Donner ou prêter sans rien espérer en retour, sans compter et sans cesse, cela n’est pas impossible, ni même difficile, quand je considère – à juste titre – que tout ça, ce n’est rien. Combien ai-je vraiment donné, prêté, ou perdu spirituellement parlant ???

Puisque le fait d’agir ainsi me donne une récompense et une gloire éternelles, et que cela me rend même très heureux ici sur terre, et qu’en plus cela a pour conséquence que Dieu prend particulièrement soin de moi et me donne en retour au septuple, comme le dit l’Ecclésiastique – où est donc la difficulté insurmontable ??? Quand tu as cette vision céleste des choses, ce que les autres appellent difficulté ne devient pour toi qu’un avantage et un gain sur terre et pour l’éternité !! Loué soit Dieu et son évangile précieux !!!

Et si l’honneur des hommes n’a pas de poids du tout dans ma balance, que seul compte pour moi l’honneur que Dieu donne, et que Dieu me donne une grande récompense dans les cieux, même si tous les hommes me rejettent, où est alors la difficulté pour me réjouir et être dans l’allégresse, lorsqu’on couvre mon nom de honte et qu’on me calomnie ?

Où est alors la difficulté à présenter la joue gauche quand quelqu’un me frappe sur la joue droite, quand ce qui compte pour moi n’est pas d’échapper au déshonneur et à la souffrance, mais de vaincre le mal par le bien et d’échapper aux souffrances et au déshonneur pendant toute l’éternité !?

Pourquoi utiliserais-je un avocat pour sauvegarder mon argent ou mes biens, quand leur vraie valeur est nulle, voire une perte.
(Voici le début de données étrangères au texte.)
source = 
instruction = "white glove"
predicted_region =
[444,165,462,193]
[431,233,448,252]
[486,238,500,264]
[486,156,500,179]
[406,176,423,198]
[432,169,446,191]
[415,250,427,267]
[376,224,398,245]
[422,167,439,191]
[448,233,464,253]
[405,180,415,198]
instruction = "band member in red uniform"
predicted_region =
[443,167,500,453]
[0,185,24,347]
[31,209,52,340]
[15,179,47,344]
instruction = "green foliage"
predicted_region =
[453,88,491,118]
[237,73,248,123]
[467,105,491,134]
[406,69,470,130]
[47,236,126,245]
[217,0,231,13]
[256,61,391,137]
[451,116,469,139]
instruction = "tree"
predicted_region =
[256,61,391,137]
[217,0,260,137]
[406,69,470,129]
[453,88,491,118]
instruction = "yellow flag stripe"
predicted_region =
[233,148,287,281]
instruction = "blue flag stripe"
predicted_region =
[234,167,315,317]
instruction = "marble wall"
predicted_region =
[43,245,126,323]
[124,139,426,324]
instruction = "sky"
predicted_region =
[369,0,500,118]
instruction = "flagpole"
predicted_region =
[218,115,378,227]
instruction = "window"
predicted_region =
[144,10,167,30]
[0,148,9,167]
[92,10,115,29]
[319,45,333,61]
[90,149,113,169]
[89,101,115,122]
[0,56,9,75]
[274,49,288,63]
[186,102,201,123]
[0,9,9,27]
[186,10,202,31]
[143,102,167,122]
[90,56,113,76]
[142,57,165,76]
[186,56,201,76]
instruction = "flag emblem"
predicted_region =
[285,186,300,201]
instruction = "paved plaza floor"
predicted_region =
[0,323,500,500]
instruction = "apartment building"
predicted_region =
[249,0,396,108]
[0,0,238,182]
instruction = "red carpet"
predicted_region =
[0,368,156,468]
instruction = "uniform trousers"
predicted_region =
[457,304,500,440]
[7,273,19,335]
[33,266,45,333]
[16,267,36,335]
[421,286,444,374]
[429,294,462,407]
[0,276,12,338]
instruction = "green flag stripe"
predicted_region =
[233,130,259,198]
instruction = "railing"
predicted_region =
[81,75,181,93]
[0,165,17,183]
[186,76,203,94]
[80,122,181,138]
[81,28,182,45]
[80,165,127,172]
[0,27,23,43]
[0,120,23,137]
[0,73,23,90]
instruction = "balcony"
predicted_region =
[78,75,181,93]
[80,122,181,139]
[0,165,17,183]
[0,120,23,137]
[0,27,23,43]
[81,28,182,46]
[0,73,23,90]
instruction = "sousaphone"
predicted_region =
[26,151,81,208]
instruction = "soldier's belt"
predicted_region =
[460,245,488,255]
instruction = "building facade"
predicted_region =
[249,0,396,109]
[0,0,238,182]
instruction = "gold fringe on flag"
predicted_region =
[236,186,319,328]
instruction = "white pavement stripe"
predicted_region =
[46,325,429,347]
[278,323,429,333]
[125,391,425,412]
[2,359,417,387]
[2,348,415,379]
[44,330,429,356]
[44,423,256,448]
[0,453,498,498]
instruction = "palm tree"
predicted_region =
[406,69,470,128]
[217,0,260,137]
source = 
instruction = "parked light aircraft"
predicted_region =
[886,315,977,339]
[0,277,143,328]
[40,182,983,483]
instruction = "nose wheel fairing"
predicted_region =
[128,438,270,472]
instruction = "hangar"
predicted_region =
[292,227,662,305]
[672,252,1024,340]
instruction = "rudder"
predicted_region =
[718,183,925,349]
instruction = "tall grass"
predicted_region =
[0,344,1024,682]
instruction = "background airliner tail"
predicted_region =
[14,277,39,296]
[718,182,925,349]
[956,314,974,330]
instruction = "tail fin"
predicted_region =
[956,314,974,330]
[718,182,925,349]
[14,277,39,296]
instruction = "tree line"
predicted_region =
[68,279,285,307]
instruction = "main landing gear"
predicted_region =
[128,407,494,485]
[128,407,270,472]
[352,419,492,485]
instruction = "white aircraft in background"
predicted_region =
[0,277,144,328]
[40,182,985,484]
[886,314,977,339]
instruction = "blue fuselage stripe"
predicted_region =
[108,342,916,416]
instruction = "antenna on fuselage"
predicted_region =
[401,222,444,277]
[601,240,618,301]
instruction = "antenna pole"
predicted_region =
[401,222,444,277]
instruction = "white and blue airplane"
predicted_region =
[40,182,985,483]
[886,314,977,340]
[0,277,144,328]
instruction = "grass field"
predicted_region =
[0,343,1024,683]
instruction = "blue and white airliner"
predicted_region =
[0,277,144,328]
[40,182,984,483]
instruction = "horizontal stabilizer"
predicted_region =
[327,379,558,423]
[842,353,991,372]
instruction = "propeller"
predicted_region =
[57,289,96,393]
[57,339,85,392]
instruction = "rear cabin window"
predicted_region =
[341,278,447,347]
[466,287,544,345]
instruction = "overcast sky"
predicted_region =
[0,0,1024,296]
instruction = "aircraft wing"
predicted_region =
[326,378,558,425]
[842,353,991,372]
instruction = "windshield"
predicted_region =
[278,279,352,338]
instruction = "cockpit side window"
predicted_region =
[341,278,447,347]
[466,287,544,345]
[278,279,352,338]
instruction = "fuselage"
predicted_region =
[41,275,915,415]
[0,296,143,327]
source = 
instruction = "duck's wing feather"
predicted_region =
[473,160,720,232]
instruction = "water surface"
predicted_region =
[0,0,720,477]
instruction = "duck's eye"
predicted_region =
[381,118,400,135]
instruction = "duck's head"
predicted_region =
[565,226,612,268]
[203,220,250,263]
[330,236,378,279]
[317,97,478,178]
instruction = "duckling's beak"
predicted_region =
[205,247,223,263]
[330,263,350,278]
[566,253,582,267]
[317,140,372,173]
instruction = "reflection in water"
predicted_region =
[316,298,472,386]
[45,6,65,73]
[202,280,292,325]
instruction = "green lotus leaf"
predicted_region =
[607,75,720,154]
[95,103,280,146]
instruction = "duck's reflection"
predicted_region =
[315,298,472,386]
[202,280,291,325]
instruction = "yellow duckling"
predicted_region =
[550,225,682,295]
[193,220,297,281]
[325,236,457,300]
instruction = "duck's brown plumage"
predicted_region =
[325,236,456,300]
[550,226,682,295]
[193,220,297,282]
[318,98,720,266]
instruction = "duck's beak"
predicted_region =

On n’utilise pas un avocat pour y perdre ?!!

Et pourquoi éprouve-t-on des difficultés à aimer ses ennemis ? Personne n’a plus besoin d’amour qu’eux ! Pauvres gens ! Que leur vie doit être douloureuse à vivre !

Et ainsi de suite pour toutes choses !

Nous comprenons maintenant l’esprit !

Retiens-le fermement !

En d’autres termes, comme Jésus a dit : « Mon royaume n’est pas de ce monde », nous de même, nous devons penser, parler et agir dans cet esprit.

Loué soit le Dieu très-haut !

Votre frère et serviteur très heureux.